India Closely Monitoring Situation in Afghanistan, Non-essential Staff to be Brought Back from Embassy in Kabul
India Closely Monitoring Situation in Afghanistan, Non-essential Staff to be Brought Back from Embassy in Kabul
Visas will be definitely be given to local embassy staff and their families so that they can come to India, and stay safe amid the deteriorating situation in Afghanistan.

The Indian government is closely monitoring the situation in Afghanistan, top sources told News18 on Saturday. Non-essential staff will be brought back in the coming days from the Indian Embassy in Kabul, but no call has been taken on diplomats yet.

Visa will be given to all Afghan nationals, on a case-to-case basis, irrespective of religion, sources said.

Visas will be definitely be given to local embassy staff and their families so that they can come to India, and stay safe amid the deteriorating situation in Afghanistan.

News18 had earlier reported that Taliban have reached a district of Kabul, 10 kms away from the main city.

Afghan officials said that Taliban has launched major attack on large northern city of Mazar-e-Sharif defended by powerful former warlords. Munir Ahmad Farhad, a spokesman for the provincial governor in northern Balkh province, says the Taliban attacked the city from several directions early Saturday. There was no immediate word on casualties.

India had on Tuesday begun evacuating its staff from Mazar-e-Sharif and advised its citizens in Afghanistan to make immediate travel arrangements to return home before commercial air services are discontinued in view of the rapidly escalating violence by the Taliban in several provinces there.

The Taliban is reportedly just 50 kilometres away from Kabul. Pul-e-Alam, the Loghar province capital and a city close to the capital, fell to the insurgents yesterday. While the United States is preparing to airlift thousands of people a day out of the capital, the country’s Defense Department has said that Kabul does not face an “imminent threat” from the Taliban but the insurgents are seeking to isolate the capital amid rapid gains elsewhere in Afghanistan.

The Taliban’s social media is awash with videos of Taliban fighters seizing weapons caches, the majority supplied by Western powers. Footage of Afghan soldiers surrendering in the northern city of Kunduz shows army vehicles loaded with heavy weapons and mounted with artillery guns safely in the hands of the insurgent rank and file.

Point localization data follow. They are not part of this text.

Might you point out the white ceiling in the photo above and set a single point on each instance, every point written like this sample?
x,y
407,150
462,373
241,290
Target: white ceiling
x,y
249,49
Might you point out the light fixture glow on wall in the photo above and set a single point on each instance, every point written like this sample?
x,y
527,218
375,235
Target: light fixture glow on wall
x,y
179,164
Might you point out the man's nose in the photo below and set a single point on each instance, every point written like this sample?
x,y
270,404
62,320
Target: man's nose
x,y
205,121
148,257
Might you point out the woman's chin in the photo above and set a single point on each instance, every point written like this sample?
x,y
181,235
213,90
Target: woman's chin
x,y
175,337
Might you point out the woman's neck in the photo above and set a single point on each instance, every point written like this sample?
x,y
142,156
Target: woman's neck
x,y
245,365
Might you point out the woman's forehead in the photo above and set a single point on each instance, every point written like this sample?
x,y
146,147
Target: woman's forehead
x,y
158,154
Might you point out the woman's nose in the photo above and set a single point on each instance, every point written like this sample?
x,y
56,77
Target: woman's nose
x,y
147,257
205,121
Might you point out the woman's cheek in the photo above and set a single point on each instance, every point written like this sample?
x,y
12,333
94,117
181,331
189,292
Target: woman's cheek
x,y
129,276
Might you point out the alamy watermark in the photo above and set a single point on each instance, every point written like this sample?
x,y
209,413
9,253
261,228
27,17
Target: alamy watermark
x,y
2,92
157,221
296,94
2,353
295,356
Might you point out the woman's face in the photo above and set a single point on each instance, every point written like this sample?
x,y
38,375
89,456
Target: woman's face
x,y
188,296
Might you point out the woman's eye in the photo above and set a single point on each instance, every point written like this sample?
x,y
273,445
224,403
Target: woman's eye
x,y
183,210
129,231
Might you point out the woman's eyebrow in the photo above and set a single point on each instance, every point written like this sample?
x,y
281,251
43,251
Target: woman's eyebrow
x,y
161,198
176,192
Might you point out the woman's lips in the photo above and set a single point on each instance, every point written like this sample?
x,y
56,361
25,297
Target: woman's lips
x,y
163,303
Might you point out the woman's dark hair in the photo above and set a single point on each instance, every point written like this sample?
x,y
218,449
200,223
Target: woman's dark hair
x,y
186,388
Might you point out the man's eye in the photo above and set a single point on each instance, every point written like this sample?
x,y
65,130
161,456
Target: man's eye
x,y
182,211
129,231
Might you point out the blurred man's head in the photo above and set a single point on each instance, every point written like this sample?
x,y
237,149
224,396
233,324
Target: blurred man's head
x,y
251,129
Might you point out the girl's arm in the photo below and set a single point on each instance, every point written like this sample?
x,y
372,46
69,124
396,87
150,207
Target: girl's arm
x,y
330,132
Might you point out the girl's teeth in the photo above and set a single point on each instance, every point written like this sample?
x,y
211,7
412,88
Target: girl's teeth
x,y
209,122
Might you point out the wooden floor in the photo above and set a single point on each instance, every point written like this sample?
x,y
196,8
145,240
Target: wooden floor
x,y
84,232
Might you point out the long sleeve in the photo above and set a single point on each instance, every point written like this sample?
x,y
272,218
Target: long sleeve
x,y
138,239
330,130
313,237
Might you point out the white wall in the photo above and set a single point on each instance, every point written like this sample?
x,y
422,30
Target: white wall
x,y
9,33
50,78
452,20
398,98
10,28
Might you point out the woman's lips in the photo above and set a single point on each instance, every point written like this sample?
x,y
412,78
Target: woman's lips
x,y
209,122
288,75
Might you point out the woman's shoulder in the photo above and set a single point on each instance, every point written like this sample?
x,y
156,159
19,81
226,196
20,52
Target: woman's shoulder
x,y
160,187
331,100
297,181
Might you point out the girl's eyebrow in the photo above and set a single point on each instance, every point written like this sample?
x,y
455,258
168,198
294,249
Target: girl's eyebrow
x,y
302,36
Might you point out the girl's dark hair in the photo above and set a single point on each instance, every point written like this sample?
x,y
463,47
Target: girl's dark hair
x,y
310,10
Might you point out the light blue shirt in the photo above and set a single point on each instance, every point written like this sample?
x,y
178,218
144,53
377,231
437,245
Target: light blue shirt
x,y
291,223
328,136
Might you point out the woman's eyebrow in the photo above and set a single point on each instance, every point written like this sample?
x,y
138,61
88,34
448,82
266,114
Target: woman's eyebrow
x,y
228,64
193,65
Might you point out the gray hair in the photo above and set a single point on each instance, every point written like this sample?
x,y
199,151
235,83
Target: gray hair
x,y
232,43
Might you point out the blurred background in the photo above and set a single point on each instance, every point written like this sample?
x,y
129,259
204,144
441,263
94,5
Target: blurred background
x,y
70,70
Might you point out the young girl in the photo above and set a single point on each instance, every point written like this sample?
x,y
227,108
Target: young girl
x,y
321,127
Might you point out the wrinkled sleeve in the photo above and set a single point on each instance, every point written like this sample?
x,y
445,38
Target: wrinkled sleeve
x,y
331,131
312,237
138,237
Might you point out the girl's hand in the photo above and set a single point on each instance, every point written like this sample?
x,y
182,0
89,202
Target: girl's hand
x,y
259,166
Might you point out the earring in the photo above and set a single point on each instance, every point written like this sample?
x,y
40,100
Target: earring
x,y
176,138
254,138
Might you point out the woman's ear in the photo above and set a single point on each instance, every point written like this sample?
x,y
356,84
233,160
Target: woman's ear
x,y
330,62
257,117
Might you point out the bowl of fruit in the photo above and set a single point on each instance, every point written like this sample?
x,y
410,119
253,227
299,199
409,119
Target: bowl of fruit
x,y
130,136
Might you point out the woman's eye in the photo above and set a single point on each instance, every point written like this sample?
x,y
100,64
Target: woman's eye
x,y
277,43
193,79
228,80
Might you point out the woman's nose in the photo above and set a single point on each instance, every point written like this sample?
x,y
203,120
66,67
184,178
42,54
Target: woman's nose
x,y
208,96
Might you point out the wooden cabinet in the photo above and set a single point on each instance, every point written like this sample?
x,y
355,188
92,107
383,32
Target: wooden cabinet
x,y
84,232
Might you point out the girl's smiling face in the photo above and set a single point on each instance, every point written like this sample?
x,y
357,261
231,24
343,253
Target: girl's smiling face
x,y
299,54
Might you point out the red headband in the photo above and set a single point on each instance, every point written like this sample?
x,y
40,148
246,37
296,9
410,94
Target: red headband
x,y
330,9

The first US Marines leading the evacuations landed at the civilian airport in Kabul. The scale and speed of the onslaught has shocked Afghans and the US-led alliance that poured billions into the country after toppling the Taliban following the September 11 attacks nearly 20 years ago.

In the wake of insurgents’ rapid advance, the US embassy has also ordered staff to get rid of sensitive material that could be used for Taliban propaganda as the insurgents rapidly advanced in Afghanistan. In a memorandum to staff, a facility manager at the sprawling embassy directed employees to incinerators and other disposal sites for documents and equipment. “Please also include items with embassy or agency logos, American flags or items which could be misused in propaganda efforts,” the memo said.

Meanwhile, a source told News18 that warlord and former governor of Herat Ismail Khan along with other political detainees have been released by Taliban. The insurgents had detained Khan and some other officials of the Kabul administration along with two helicopters on Friday.

British Defence Minister Ben Wallace said Friday that the hasty pullout, which London followed after Biden ordered the withdrawal of the larger US contingent, had been “a mistake”. Prime Minister Boris Johnson promised to “not turn our backs on Afghanistan” but acknowledged that outside powers had limited power to impose a solution.

Pro-Taliban social media accounts have boasted of the vast spoils of war captured by the insurgents, posting photos of armoured vehicles, heavy weapons, and even a drone seized by their fighters at abandoned military bases.

UN Secretary-General Antonio Guterres renewed calls for a diplomatic solution and said he was “deeply disturbed” by accounts of poor treatment of women in areas seized by the Taliban, who imposed an ultra-austere brand of Islam on Afghanistan during their 1996-2001 rule.

“It is particularly horrifying and heartbreaking to see reports of the hard won rights of Afghan girls and women being ripped away,” Guterres said.